His taxi passed the imposing Law Court building and dropped him outside the police headquarters. He made his way through to the small courtyard where he counted ten police cars and two
paniers à salade
, empty of prisoners
,
lined up on the cobbles. Joe wondered briefly as he walked by whether George had been brought here in one of these Black Marias with their metal grilles. They trawled the streets bringing in a nightly haul of vagabonds, thieves, knife-wielding Apaches and other villains. George would not have much enjoyed their company.
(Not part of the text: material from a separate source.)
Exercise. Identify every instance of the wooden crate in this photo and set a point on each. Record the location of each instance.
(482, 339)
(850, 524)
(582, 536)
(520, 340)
Bonnefoye was waiting by the policemen’s entrance. The two men greeted each other ruefully. A painted sign announced:
Direction de la Police Judiciaire. Escalier A
it added over an unimpressive door. Ancient, narrow and battered, it would not have looked out of place in any Paris back street. The stone slab under the door was worn to a hollow in the centre, witness to the thousands of nailed boots that had clumped their way over the threshold during the centuries. Nostalgically, Joe placed his Lobb’s black half-Oxford right in the centre. Putting down a marker for Scotland Yard. Marking out new territory.

Bonnefoye looked at him through bleary eyes. ‘What a night, eh? I’ve seen you look sharper!’

‘Do I look as bad as you do, I wonder?’

‘Twenty years worse!’

Bonnefoye pushed open the door and hesitated. ‘Are you ready for this?’ he asked. ‘It’s a hundred and forty-eight steps up to the fifth floor. And no lift! But I think we may find out what we want to know by the third floor.’ The building smelled rather unpleasantly of new paint, old linoleum and stale air, with, far in the background, a waft of coffee. Apart from the swish of brooms, the flick of dusters and the mumbled conversation of the cleaning ladies, it was very quiet. Joe could hear the peremptory toot of a barge on the river and the distant ringing behind a closed office door of a telephone that went unanswered. He silently compared his surroundings to the marble-tiled magnificence of the vestibule of Scotland Yard with its mahogany reception desk manned by helpful, uniformed constables and the ceaseless movement of policemen in and out whatever the time of day or night.